Thousands of grieving Lithuanians returned to the streets of Vilnius Saturday, paying their last respects to a young man killed in the Soviet crackdown on the republic's independence movement.
"The land the pope calls Mary's land was drenched in blood this year, but we hope flowers of freedom and justice will now grow on this land," the Rev. Pranciskus Vaicekonis told mourners in the 300-year-old Saints Peter and Paul Church.Several thousand people marched from a funeral home to the church to mourn Jonas Tautkus, 21, the 20th person to die in the Baltics since the Kremlin started using force to crush the independence drives.
The crowd was not as big as a mass funeral procession Jan. 16 for nine of the 13 people beaten, shot or crushed to death by Soviet tanks in a Jan. 13 assault on Lithuania's broadcasting center. One soldier also died in that assault.
There was more violence Friday night. A parliamentary spokeswoman said a new joint patrol of Soviet police and soldiers beat a 22-year-old Lithuanian man on a Vilnius street.
It was the first reported violence involving the joint army-police patrols, which Baltic leaders see as the Kremlin's attempt to strengthen control over their breakaway republics.
Tautkus died Wednesday of a gunshot wound to the head he suffered at a military checkpoint the day before. Lithuanian officials said soldiers shot him because he refused to get out of his car. The military said a ricochet hit Tautkus.

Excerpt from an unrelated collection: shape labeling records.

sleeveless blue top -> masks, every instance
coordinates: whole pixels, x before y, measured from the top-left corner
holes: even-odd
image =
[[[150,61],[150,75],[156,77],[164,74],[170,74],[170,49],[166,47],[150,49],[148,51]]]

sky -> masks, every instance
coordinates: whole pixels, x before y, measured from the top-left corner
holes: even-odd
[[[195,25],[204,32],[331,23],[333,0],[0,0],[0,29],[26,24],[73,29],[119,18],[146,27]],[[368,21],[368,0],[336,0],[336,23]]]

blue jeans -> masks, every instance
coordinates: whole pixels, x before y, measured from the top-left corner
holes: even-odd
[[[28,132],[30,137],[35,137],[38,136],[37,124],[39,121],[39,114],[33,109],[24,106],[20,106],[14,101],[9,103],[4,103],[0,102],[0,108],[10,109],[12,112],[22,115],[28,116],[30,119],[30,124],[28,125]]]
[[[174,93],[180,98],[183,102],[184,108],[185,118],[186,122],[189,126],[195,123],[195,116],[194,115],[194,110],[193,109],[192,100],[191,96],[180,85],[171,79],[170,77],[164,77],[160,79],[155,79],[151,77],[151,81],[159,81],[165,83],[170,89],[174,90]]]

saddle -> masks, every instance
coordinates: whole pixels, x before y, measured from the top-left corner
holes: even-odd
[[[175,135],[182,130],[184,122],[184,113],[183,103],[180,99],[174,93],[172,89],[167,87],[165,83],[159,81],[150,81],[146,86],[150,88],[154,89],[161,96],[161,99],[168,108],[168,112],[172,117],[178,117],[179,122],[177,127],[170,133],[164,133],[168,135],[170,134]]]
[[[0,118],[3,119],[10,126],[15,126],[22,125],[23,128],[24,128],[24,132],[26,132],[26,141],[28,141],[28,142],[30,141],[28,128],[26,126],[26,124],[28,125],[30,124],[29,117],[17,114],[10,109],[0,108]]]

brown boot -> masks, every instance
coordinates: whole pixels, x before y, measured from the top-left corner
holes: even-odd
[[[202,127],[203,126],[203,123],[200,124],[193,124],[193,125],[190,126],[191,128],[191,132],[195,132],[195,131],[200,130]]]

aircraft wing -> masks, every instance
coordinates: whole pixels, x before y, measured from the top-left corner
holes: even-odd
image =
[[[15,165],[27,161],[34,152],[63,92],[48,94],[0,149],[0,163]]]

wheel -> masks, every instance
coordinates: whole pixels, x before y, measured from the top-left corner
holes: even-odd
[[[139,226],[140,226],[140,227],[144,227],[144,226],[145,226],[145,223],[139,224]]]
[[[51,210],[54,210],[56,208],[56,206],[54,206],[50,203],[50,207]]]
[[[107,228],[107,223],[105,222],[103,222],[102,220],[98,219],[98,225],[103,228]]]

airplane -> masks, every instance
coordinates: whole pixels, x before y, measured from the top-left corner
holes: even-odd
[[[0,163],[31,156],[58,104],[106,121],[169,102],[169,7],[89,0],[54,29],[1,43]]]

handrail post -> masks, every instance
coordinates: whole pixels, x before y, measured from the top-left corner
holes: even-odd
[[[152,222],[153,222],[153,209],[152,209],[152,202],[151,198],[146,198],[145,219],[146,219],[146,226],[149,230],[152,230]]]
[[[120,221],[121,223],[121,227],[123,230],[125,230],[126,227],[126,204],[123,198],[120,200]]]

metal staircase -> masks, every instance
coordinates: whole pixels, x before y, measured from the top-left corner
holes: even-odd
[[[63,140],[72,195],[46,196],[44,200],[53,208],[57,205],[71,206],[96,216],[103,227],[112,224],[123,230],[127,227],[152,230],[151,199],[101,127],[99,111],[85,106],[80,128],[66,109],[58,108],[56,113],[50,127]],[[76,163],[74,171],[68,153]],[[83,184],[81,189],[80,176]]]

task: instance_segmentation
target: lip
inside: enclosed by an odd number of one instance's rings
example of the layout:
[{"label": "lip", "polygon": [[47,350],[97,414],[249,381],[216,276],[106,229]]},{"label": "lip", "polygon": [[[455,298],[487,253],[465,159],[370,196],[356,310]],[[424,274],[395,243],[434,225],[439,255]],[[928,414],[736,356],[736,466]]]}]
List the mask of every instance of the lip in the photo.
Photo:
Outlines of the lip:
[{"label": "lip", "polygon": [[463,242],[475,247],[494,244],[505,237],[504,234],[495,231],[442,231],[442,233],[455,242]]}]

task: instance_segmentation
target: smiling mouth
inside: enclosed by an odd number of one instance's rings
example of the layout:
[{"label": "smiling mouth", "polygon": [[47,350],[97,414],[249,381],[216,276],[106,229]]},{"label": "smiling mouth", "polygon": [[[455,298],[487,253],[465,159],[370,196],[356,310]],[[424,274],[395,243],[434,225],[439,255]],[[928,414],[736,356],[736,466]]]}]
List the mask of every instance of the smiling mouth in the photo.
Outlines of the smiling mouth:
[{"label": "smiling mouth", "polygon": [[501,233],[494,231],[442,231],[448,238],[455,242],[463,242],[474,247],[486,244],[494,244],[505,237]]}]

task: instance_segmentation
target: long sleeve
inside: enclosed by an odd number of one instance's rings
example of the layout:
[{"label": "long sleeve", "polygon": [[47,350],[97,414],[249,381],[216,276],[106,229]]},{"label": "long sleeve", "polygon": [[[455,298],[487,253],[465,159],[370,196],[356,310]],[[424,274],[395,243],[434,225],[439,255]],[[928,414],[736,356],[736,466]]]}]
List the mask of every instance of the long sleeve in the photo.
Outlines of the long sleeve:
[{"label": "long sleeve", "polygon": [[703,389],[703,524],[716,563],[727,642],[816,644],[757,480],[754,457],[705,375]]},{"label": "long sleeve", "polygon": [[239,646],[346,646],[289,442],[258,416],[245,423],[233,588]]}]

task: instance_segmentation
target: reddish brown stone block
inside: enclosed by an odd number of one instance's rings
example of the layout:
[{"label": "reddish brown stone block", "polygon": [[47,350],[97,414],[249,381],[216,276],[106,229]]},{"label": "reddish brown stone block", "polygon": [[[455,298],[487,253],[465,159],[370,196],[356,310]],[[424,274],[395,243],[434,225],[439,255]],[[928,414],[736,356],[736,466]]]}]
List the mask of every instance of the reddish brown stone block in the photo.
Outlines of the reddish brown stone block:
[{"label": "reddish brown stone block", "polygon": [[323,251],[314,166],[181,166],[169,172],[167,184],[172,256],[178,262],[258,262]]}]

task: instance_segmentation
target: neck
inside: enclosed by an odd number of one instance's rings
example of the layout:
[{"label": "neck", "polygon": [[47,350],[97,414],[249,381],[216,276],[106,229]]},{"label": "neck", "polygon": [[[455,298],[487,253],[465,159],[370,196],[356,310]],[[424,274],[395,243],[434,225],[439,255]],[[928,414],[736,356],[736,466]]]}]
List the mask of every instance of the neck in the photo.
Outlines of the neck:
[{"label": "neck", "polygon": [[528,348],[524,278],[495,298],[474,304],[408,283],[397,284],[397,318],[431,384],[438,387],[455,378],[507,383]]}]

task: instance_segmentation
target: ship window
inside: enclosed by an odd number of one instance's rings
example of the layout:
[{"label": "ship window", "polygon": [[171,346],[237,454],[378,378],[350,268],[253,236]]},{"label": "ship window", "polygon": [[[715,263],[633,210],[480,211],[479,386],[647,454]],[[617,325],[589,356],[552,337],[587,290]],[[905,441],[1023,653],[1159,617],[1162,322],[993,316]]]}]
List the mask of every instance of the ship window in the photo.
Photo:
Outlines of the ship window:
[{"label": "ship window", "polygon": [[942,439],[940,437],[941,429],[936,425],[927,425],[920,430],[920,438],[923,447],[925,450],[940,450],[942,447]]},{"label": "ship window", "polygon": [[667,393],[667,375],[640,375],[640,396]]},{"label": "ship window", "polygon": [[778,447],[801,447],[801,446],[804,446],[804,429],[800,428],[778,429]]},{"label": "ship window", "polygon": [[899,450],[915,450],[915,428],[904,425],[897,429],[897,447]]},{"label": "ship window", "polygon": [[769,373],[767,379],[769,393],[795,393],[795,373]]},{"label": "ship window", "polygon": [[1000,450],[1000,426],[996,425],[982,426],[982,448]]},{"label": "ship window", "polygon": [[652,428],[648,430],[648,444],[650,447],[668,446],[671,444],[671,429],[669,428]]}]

Regardless of the circumstances, mourners saw him as another victim of the Kremlin's crackdown.
"We must remember all those who died for freedom," Vaicekonis told the mourners, one of whom held the flag of independent Lithuania inside the church.
Tautkus' brown and black coffin lay closed on a pickup truck at the head of a memorial procession through downtown Vilnius. Marchers held candles and shielded the flames from the icy wind and a light snowfall. Some also held red carnations and orange tulips.
Church bells pealed as a half-dozen pallbearers took the coffin off the truck and carried it to the church.
The ceremony was held a few blocks away from the Vilnius military garrison, the headquarters of the troops who have been carrying out the crackdown.
The military-police patrols began in major Soviet cities on Friday to combat rising crime. The newspaper Echo of Lithuania on Saturday quoted the republic's interior minister, Mariionas Misiuskonis, as saying there would be eight five-man patrols. They were to consist of an officer, two soldiers and two Soviet Interior Ministry soldiers in police uniforms.
Overnight, eight to 10 additional patrol squads with cars and perhaps armored personnel carriers will be on duty, the minister said. He said his forces would not participate.